Quatre touristes français sont portés disparus au Népal après les crues meurtrières qui ont frappé la région frontalière avec le Tibet, selon un décompte du bureau népalais du tourisme. Le bilan provisoire s'élève à 180 morts et plus de 1 300 disparus, dont 517 touristes étrangers.
Un décompte encore provisoire
Jeudi 27 août, le bureau népalais du tourisme a indiqué que quatre Français figuraient parmi les 517 touristes étrangers toujours sans nouvelles. Sollicité, le ministère français des Affaires étrangères n'a pas confirmé ce chiffre. Il avait toutefois précisé mercredi soir que 80 Français avaient signalé leur présence au Népal au moment de la catastrophe, et que d'autres Français de passage pouvaient également se trouver dans les zones touchées.
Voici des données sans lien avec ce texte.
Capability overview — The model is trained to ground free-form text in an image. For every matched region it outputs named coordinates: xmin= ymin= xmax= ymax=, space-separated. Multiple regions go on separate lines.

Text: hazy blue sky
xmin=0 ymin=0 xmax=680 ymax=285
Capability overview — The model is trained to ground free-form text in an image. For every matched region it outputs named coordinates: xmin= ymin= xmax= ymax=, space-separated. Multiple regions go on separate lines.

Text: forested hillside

Les sauveteurs poursuivent leurs efforts jeudi matin pour tenter de retrouver plus de 1 300 disparus dans cette région très prisée des randonneurs et alpinistes du monde entier, notamment pour gravir le mont Everest. Parmi les ressortissants étrangers disparus figurent notamment 178 Indiens, 65 Américains, 53 Ukrainiens, 51 Malaisiens, 33 Britanniques, 25 Canadiens, 15 Australiens et 12 Israéliens, selon le bureau népalais du tourisme. Le ministère chinois des Affaires étrangères a, de son côté, fait état d'une centaine de ressortissants portés disparus du côté népalais de la frontière.
Des villages « rayés de la carte »
Selon des bilans officiels encore très provisoires, le puissant mur d'eau et de boue qui a submergé la région, emportant de nombreuses habitations et leurs occupants, a coûté la vie à 177 personnes côté népalais et à trois autres dans le territoire chinois voisin du Tibet. Cette vague a été causée par l'effondrement d'un glacier, d'une violence telle qu'il a provoqué un séisme de magnitude 5,2 et de nombreux glissements de terrain, a établi l'Institut d'études géologiques des États-Unis (USGS).
Au Népal, elle a balayé la vallée de la rivière Trishuli dans le district de Nuwakot, au nord de Katmandou, et celle de la Bhotekoshi à l'est de la capitale. Les équipes de secours, appuyées par des membres des forces de sécurité et des chiens renifleurs, recherchent activement des survivants dans les décombres et les zones isolées, tandis que des villages entiers ont été « rayés de la carte », selon les témoignages rapportés.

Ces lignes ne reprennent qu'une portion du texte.